Il colpo di coda che non è arrivato a maggio potrebbe presentarsi a giugno?
«Sì, in giro ci sono almeno 240 mila positivi accertati, che potrebbero essere anche il doppio. Mezzo milione di infetti continuano a rappresentare un pericolo per chi non è ancora vaccinato e, in ogni caso, mantengono alta la catena dei contagi. Solo ieri ci sono stati 2.483 nuovi casi e si è visto in Inghilterra che varianti e rallentamento della seconda dose possono complicare la situazione».
Insomma, non è finita?
«No, però grazie alla vaccinazione non ci saranno più tanti ricoveri e morti. Una differenza non da poco».
Perché questo colpo di coda arriverebbe così in ritardo?

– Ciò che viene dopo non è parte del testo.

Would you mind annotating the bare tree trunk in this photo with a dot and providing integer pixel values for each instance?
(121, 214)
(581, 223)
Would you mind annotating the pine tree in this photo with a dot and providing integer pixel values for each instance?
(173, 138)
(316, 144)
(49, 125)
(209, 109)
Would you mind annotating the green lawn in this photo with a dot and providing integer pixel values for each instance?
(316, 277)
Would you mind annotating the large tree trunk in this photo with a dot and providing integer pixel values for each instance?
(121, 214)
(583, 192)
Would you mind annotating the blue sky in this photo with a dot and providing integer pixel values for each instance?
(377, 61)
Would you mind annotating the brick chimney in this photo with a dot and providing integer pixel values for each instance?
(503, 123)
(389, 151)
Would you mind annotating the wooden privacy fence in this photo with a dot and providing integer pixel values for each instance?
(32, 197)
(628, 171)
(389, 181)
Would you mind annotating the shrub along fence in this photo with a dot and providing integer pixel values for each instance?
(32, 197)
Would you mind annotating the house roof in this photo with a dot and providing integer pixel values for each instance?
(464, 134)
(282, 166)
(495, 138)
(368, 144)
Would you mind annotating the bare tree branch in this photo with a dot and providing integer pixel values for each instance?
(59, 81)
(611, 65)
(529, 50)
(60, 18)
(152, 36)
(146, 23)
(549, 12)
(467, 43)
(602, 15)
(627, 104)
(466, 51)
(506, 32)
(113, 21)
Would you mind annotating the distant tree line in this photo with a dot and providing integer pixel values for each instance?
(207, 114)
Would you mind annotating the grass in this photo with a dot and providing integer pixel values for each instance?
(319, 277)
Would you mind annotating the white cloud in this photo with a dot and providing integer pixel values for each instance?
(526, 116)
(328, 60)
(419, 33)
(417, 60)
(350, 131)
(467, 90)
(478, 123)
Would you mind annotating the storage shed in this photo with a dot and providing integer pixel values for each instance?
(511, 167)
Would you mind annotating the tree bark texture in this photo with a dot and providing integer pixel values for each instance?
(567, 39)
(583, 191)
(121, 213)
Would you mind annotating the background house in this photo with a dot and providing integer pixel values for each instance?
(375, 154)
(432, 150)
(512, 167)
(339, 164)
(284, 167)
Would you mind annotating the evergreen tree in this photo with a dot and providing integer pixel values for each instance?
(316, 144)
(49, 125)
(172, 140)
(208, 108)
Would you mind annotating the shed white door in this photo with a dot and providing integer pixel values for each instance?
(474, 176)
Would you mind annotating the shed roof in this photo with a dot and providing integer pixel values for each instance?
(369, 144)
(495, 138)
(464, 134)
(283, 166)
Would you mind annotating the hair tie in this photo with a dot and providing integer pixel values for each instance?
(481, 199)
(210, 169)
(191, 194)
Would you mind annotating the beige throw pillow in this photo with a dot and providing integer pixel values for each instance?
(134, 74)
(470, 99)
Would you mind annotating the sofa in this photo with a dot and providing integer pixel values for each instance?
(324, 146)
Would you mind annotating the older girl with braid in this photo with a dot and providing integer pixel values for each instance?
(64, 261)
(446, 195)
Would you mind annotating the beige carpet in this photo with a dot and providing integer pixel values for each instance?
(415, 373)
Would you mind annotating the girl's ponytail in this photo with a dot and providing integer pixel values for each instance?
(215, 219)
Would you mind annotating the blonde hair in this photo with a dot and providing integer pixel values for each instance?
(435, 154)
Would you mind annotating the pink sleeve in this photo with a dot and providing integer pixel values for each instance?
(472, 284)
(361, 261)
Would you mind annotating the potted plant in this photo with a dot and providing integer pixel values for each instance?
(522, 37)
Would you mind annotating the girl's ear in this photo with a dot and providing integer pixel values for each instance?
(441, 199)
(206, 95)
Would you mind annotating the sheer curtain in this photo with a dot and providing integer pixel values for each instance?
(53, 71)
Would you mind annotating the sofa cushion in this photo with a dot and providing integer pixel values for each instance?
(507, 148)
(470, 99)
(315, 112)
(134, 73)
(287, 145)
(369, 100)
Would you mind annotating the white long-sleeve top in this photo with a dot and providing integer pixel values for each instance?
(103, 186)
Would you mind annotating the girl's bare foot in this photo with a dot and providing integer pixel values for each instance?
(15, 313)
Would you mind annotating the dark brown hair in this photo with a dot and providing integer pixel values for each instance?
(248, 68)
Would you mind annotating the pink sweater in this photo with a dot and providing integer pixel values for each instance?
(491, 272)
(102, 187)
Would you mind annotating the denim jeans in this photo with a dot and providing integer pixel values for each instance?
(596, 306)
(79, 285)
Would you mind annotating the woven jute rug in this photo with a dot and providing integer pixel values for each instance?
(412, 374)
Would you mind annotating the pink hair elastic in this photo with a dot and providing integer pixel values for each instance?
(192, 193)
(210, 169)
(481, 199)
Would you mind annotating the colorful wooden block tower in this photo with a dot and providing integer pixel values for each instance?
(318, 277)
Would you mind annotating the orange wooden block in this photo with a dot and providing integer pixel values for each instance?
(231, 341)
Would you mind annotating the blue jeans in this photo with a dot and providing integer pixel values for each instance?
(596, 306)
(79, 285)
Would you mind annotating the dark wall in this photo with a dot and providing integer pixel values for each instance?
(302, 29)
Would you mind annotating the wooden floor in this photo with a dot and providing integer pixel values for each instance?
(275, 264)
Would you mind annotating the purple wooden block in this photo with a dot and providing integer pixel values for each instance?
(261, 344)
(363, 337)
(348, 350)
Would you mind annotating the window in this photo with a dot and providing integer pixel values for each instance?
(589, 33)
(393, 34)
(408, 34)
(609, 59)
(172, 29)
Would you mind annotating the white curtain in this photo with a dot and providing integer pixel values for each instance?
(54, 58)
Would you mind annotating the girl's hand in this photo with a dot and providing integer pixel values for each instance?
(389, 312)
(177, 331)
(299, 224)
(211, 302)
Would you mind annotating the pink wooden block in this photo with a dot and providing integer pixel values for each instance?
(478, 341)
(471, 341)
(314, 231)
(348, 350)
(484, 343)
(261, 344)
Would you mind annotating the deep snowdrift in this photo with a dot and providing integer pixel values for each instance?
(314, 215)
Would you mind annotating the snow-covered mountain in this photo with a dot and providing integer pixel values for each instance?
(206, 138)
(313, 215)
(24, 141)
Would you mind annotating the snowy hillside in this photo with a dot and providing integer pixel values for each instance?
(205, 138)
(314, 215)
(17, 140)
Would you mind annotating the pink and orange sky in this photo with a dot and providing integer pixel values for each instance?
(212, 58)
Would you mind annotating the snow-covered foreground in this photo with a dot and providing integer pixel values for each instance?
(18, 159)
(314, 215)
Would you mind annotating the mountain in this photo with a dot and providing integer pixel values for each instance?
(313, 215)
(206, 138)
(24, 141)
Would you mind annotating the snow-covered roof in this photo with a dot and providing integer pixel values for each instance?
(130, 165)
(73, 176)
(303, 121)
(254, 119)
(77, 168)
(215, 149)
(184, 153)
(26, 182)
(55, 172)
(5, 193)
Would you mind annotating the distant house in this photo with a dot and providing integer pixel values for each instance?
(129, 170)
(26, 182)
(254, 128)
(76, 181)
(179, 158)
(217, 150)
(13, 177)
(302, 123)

«La vita all' aperto ci protegge dal virus più del previsto, ma pian piano il contagio si diffonde. Sarebbe importante in questa fase rilanciare il tracciamento per contrastare e monitorare meglio la diffusione del virus».

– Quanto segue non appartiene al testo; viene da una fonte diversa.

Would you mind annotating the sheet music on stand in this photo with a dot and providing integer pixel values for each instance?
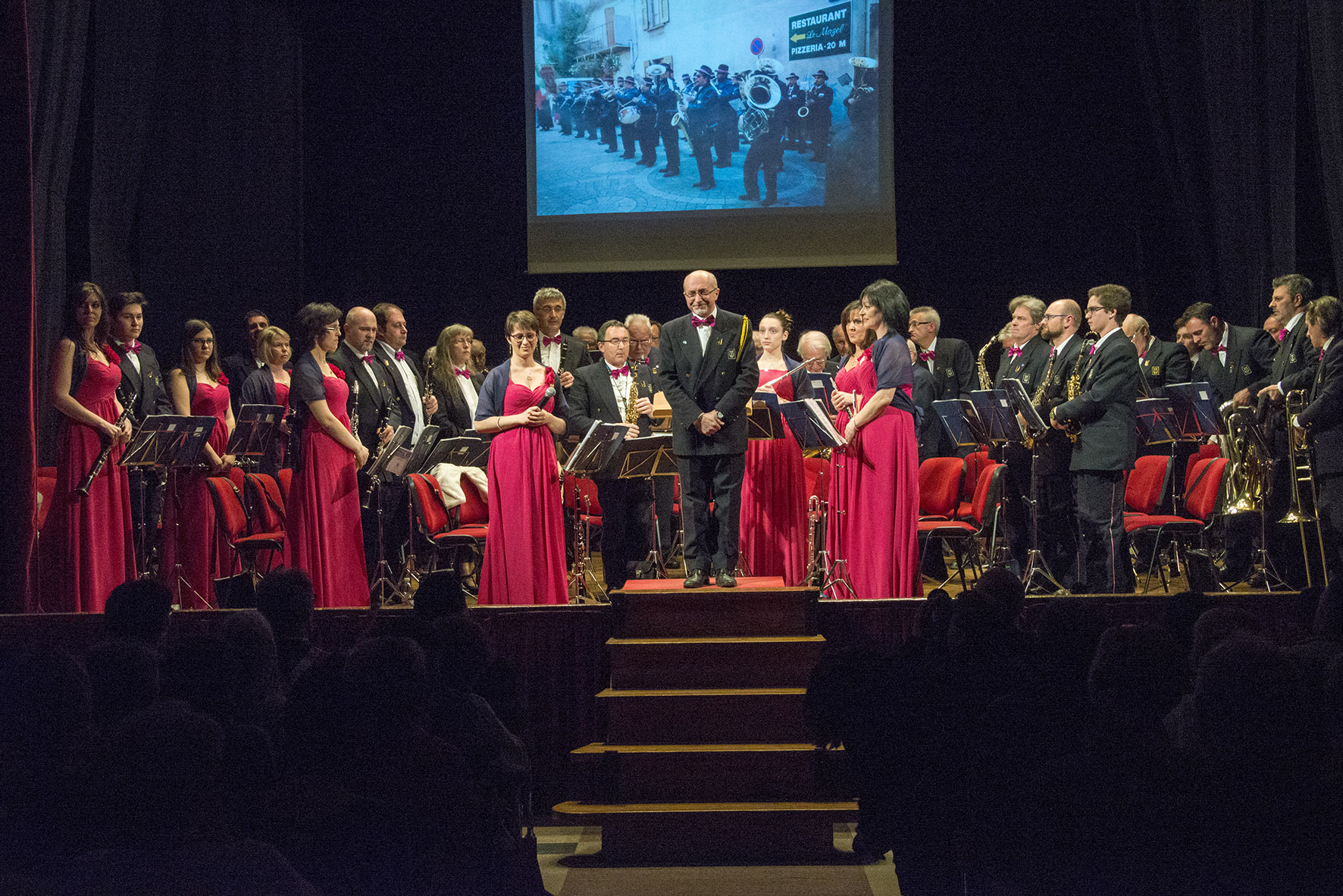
(1157, 421)
(255, 431)
(596, 448)
(997, 415)
(962, 422)
(170, 441)
(810, 425)
(1195, 412)
(461, 450)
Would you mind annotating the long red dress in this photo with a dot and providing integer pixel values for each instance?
(189, 530)
(524, 546)
(323, 534)
(774, 503)
(842, 488)
(86, 543)
(883, 527)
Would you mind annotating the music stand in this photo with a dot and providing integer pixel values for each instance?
(375, 471)
(254, 433)
(175, 443)
(1036, 565)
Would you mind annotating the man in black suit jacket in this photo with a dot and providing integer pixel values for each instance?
(142, 378)
(241, 365)
(1160, 362)
(377, 403)
(1107, 445)
(560, 352)
(1323, 419)
(950, 362)
(1231, 358)
(708, 375)
(603, 393)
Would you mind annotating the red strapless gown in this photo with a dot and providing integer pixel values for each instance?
(524, 547)
(189, 531)
(883, 527)
(323, 534)
(841, 490)
(774, 503)
(86, 546)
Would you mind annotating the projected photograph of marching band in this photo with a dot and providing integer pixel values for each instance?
(692, 105)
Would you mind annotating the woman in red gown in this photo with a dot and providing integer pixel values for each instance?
(524, 546)
(189, 537)
(774, 490)
(842, 489)
(86, 546)
(884, 454)
(323, 532)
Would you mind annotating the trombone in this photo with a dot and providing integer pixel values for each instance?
(1303, 478)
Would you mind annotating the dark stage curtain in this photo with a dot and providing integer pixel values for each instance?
(17, 296)
(1221, 81)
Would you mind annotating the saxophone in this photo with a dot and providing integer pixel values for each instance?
(985, 381)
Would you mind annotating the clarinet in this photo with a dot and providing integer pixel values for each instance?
(106, 448)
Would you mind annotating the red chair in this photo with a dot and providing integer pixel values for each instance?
(436, 522)
(986, 511)
(939, 487)
(1205, 485)
(264, 503)
(233, 520)
(285, 477)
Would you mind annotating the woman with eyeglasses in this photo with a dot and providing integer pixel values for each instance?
(841, 490)
(198, 387)
(524, 409)
(269, 384)
(323, 531)
(881, 536)
(86, 546)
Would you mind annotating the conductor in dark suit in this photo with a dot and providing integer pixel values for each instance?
(141, 377)
(605, 393)
(1323, 421)
(375, 403)
(1107, 445)
(560, 352)
(1232, 358)
(1160, 362)
(708, 374)
(950, 362)
(242, 365)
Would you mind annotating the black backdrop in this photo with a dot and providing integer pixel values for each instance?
(226, 153)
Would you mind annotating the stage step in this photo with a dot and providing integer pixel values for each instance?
(699, 832)
(715, 612)
(713, 663)
(706, 772)
(706, 715)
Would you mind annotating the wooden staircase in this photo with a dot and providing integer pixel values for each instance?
(706, 755)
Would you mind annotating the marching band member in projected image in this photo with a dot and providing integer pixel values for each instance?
(883, 532)
(523, 406)
(774, 489)
(86, 548)
(708, 375)
(323, 532)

Anche in vista dell' autunno?
«Sì, anche se la vaccinazione a quel punto dovrebbe aver coperto gran parte della popolazione. Mentre ora che aumentano gli incontri e i contagi bisognerebbe fare più tamponi e vaccinare chiunque lo desideri, ripescando poi eventualmente chi è rimasto indietro perché si è rifiutato o ha avuto paura».
L' immunità di gregge resterà una chimera?

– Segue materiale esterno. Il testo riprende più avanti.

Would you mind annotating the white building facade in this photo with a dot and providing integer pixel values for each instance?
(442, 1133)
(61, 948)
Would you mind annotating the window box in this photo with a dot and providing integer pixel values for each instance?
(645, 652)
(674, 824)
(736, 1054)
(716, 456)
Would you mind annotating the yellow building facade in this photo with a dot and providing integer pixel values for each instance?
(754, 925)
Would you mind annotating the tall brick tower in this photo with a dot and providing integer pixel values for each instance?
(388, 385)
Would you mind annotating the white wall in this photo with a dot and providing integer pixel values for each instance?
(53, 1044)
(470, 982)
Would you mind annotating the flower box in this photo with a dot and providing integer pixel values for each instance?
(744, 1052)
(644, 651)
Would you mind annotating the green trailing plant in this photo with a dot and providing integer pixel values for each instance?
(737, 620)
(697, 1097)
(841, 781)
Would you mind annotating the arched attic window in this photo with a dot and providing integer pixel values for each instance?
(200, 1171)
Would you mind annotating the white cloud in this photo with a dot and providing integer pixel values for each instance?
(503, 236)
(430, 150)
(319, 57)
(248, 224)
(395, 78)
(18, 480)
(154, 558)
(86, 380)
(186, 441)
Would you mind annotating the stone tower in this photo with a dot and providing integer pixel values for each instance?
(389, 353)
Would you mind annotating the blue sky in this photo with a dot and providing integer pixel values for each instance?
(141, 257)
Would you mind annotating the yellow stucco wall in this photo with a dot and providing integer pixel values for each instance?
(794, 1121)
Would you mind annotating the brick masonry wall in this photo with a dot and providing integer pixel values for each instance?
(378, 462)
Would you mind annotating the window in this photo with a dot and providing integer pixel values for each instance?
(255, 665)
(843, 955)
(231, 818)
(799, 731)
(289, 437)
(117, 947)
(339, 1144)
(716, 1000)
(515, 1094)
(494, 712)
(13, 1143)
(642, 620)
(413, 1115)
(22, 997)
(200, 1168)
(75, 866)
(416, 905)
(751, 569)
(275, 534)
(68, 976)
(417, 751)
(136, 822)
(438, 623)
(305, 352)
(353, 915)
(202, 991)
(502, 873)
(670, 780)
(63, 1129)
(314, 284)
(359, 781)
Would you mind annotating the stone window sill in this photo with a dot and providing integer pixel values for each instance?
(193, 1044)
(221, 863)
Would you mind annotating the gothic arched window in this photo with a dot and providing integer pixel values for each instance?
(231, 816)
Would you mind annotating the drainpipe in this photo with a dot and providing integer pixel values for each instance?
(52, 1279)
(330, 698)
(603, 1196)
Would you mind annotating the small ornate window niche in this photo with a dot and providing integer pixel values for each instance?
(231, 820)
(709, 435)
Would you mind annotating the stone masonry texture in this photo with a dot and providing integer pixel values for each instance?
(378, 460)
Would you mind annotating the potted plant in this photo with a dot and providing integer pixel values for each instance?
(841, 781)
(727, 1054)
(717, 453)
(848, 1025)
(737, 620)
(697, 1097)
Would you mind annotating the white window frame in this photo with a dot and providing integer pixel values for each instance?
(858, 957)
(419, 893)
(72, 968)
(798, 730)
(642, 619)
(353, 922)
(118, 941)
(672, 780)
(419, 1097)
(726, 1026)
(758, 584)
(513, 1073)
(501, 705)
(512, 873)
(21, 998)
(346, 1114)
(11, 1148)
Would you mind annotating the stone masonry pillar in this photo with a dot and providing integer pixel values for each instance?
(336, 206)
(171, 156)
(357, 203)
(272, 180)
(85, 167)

«Senza scendere sotto i 12 anni sarà irraggiungibile, ma ci si potrà avvicinare. Non è così importante però, si tratta solo di un modello matematico. Il virus rimarrà endemico per almeno due o tre anni e ciò che conterà sarà rivaccinare le categorie a rischio per tenerle lontano dai guai».
E gli altri?
«La praticità suggerirà di non vaccinarli, così come avviene per l' influenza. L' anno prossimo si coprirà solo chi ne avrà più bisogno e con vaccini aggiornati per tutte le varianti».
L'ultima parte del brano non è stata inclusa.